But if we continue in theory, the attack is irrelevant because it can be identified long before the attackers would be able to hurt the honest SHs. If Walmart's cartel was controlling a large portion of consensus, everyone would know that Kmart's transaction verification is very slow. Kmart would not be wise to keep something hurting its business a secret.

I am more fearful of the coming world government (or the regional blocks under an umbrella of cooperation) providing a single currency and taking action only against individuals which refuse to provide their identity on all transactions. Most people agree with this. I don't think there will be consensus to stop it.

Let's stand back and assume that we can't stop the above outcome, rather we must embrace it.
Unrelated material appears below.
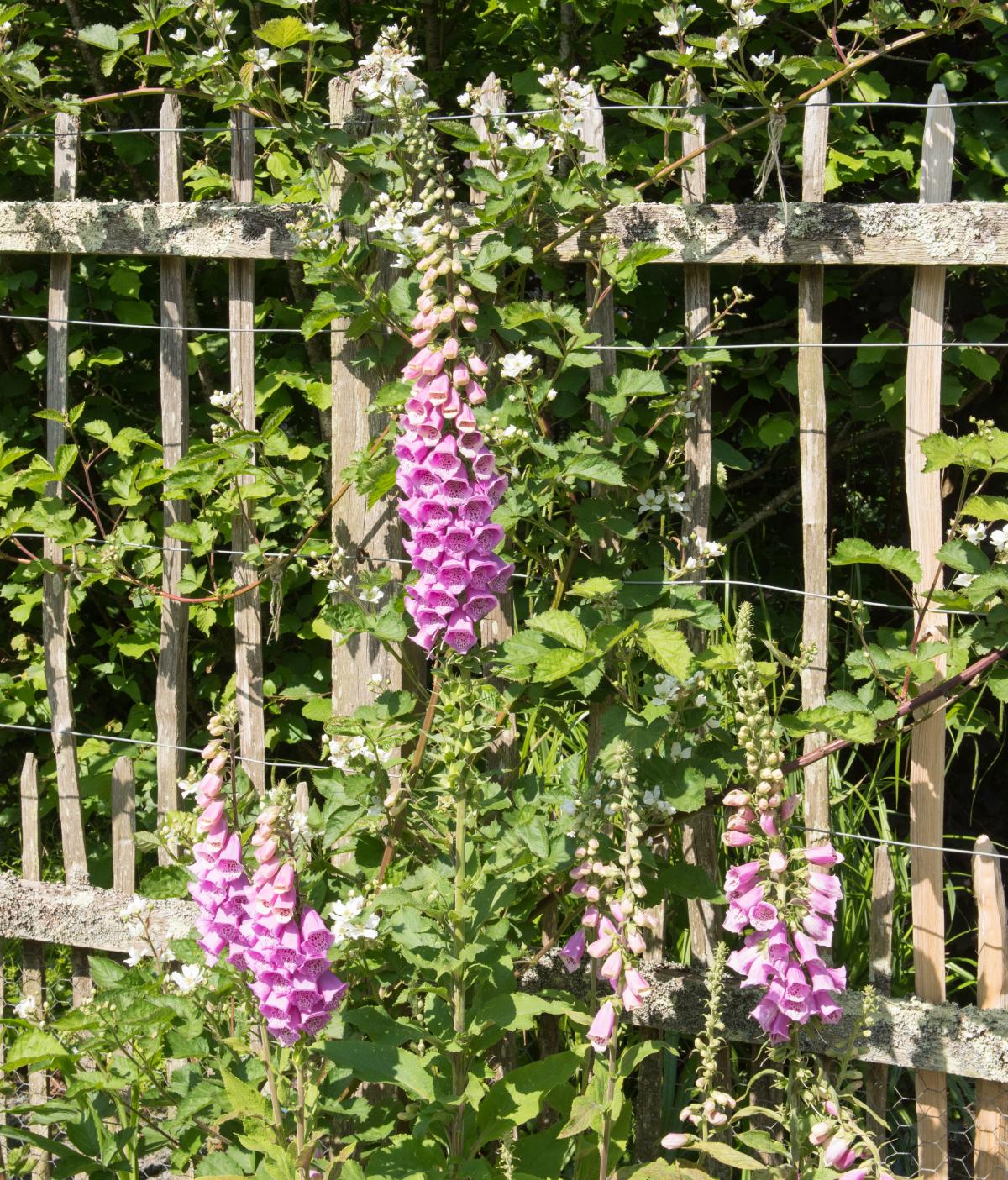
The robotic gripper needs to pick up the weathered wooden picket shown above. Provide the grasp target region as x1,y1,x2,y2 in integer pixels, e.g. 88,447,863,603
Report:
0,76,1008,1180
So how would we design a better Bitcoin that would be more popular (and more profitable for us) that people would accept more.
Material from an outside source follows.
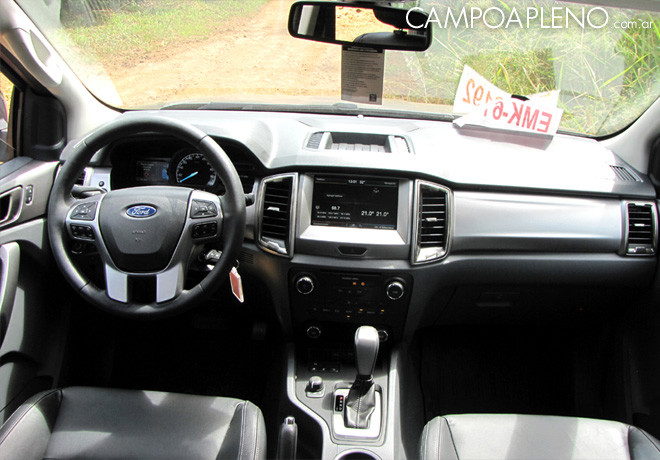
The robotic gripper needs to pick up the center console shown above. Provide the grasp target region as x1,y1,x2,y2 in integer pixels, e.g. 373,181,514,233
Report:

If we don't have to assume the government (or the fascist combo with corporations) is going to do evil we don't want, then our attack vulnerability is much decreased.

I now think it is entirely impossible (and undesirable) to create money that is not socialized. For the technical reasons upthread, but also for fundamental theoretical reasons that stored monetary (fungible) capital is the antithesis of knowledge production:

http://esr.ibiblio.org/?p=4946&cpage=1#comment-401510
http://www.coolpage.com/commentary/economic/shelby/Demise%20of%20Finance,%20Rise%20of%20Knowledge.html

Society needs an efficient fungible digital currency that the world government can adopt. What is the best design?

If it doesn't have the capacity to be debased by society, it will be destroyed or replaced. Period. Human nature and statism won't change (not since 3000 years).

We protect ourselves individually by innovating knowledge production. Money is not the solution, just as statism is not the solution. They are the aspects of human nature we have to route around with our knowledge production.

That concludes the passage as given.